镍是一种重要的过渡金属，在生物系统和工业中起着至关重要的作用。然而，接触镍会导致严重的健康问题，如哮喘、皮炎、肺炎、神经系统疾病以及鼻腔和肺部的癌症。由于镍的毒性和广泛的工业用途，在环境和生物环境中检测Ni2+离子的高效传感器是必不可少的。碳水化合物具有固有的水溶性和生物相容性，是构建化学传感器的理想材料。加入吡啶基提高了这些传感器的选择性和灵敏度。我们提出了一种碳水化合物衍生的比色化学传感器5-（2′-吡啶-1′-基）-4-（2′-苯基-1′-基）-2,3- o -异丙烯-2,3-二氢呋喃-2,3-二醇（7a），该传感器在与Ni2+离子结合时表现出明显的颜色变化和显著的荧光猝灭。通过1H， 13C NMR， HRMS和单晶x射线分析验证了受体（7a）的合成。计算出受体（7a）对Ni2+的检出限为0.97 μM，低于美国环保署（EPA）规定的标准（1.2 μM）。利用约伯图确定受体7a与Ni2+的结合比为1:1。
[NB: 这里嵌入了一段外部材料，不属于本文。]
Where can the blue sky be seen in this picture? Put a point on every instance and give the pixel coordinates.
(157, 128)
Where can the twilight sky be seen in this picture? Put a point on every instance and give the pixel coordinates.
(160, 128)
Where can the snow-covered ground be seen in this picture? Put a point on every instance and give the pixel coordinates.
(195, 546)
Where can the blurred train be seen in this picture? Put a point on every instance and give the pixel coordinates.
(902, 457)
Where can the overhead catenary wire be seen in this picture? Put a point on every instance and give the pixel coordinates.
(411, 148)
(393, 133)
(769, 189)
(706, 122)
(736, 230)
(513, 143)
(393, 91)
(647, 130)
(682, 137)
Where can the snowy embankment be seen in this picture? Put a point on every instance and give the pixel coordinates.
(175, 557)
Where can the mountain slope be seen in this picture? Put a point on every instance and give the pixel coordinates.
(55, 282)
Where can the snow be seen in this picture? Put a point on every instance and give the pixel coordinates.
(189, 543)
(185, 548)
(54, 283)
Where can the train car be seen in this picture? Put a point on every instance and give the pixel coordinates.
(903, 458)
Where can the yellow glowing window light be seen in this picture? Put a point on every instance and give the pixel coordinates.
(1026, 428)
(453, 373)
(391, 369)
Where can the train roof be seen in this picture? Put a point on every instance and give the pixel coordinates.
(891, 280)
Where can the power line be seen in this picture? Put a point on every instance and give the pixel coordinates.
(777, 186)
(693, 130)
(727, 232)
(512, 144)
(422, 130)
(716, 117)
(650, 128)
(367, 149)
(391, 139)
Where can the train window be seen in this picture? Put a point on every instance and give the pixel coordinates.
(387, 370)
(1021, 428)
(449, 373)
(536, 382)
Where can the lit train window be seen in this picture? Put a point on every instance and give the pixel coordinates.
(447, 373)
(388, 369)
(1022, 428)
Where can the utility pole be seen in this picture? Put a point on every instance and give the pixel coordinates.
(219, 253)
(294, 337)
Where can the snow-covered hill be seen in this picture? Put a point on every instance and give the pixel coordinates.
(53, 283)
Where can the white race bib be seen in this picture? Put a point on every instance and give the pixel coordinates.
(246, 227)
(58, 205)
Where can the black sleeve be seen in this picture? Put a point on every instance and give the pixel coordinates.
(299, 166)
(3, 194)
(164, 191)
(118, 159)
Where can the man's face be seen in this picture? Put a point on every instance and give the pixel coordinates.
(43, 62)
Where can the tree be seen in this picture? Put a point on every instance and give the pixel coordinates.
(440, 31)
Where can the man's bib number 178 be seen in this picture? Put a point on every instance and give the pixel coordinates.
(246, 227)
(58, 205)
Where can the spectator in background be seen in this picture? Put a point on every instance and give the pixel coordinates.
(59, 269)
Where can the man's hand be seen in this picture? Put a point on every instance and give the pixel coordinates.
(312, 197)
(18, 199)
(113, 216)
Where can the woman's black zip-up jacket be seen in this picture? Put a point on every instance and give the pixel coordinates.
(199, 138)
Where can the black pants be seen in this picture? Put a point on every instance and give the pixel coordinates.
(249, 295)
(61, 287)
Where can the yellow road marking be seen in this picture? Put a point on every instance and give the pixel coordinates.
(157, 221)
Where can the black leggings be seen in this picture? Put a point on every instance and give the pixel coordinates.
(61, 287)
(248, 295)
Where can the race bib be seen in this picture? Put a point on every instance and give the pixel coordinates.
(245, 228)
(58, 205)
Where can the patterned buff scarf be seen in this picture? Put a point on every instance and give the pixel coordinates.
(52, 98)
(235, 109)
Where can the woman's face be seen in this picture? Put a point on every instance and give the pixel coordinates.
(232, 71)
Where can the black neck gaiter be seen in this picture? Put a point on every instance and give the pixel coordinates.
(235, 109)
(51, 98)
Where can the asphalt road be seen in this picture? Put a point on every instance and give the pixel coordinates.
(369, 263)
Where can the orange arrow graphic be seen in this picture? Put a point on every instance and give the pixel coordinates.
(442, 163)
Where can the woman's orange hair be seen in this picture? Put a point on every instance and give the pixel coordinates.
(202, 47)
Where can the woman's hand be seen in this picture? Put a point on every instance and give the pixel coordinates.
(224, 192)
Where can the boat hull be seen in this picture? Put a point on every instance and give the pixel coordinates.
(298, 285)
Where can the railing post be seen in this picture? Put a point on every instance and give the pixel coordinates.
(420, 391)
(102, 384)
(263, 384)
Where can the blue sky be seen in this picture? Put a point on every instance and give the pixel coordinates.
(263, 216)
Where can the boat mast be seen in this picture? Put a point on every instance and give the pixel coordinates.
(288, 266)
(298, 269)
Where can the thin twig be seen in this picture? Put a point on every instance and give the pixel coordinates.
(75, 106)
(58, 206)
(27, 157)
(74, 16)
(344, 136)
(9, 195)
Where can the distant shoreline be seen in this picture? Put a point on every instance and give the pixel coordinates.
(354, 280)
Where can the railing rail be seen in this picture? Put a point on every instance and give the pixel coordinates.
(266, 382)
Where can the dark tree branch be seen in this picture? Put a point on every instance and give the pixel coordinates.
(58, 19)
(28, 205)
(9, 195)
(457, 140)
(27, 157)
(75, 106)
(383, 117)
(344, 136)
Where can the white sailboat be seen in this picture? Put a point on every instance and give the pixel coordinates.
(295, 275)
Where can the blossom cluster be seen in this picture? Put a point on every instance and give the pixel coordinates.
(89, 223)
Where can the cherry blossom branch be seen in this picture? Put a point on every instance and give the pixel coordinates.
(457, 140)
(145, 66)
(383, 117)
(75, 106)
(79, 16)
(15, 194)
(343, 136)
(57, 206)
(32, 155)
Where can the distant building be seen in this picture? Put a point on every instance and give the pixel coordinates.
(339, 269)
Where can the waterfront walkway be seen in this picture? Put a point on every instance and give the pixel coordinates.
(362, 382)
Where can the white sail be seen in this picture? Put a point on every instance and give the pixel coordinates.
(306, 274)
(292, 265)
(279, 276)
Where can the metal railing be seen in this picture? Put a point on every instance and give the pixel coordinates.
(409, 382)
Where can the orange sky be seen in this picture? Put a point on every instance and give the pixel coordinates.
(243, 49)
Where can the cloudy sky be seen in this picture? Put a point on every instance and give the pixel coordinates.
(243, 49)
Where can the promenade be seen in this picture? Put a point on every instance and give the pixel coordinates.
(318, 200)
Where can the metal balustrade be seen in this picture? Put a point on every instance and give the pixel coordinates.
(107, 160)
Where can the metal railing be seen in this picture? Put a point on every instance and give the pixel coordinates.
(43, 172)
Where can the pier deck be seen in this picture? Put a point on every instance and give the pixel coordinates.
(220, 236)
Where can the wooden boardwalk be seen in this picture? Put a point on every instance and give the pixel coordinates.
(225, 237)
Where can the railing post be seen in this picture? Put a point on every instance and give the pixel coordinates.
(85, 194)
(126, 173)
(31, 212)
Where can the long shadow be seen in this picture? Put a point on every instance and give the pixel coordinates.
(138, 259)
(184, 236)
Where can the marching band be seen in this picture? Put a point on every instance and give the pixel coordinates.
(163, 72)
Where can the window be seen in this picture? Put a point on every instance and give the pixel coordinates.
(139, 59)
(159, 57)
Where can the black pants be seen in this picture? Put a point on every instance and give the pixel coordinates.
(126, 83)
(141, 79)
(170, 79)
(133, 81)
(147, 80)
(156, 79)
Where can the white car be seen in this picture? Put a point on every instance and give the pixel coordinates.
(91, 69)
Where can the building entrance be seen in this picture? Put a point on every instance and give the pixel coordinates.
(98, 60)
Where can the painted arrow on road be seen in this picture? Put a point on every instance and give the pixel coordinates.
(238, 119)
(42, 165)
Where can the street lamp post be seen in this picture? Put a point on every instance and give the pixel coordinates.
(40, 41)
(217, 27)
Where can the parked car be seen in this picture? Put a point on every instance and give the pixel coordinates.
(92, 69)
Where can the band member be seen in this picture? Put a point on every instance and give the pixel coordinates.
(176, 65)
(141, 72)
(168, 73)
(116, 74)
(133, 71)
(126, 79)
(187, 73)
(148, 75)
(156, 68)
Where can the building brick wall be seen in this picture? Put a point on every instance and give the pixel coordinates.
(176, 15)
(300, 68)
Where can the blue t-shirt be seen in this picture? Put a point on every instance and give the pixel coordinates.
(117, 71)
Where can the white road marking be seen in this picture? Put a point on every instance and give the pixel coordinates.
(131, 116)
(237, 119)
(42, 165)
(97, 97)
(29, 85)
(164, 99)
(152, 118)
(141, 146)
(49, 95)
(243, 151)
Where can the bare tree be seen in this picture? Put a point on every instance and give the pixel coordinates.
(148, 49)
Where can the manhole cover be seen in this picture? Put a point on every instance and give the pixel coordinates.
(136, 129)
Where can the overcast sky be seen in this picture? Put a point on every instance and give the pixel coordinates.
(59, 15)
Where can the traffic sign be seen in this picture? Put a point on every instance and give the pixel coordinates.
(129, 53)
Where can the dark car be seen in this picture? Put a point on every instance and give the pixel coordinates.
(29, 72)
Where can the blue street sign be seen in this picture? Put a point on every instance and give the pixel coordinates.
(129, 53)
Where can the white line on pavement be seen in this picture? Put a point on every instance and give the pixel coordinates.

利用Benesi-Hildebrand方程计算出受体（7a）与Ni2+的结合常数为4.38 × 104 M-1。该传感器对Ni2+离子的选择性优于其他金属阳离子。受体（7a）是稳定的，可用于检测pH 6 ~ 10范围内的Ni2+。传感器对Ni2+离子有选择性响应，大量共存离子对检测几乎无明显干扰。我们的发现揭示了碳水化合物衍生的化学传感器用于镍检测的潜力，为该领域的进一步探索铺平了道路。通过Job’s plot、UV-vis光谱和密度泛函理论（DFT）计算，提出了受体（7a）与Ni2+离子的结合机理。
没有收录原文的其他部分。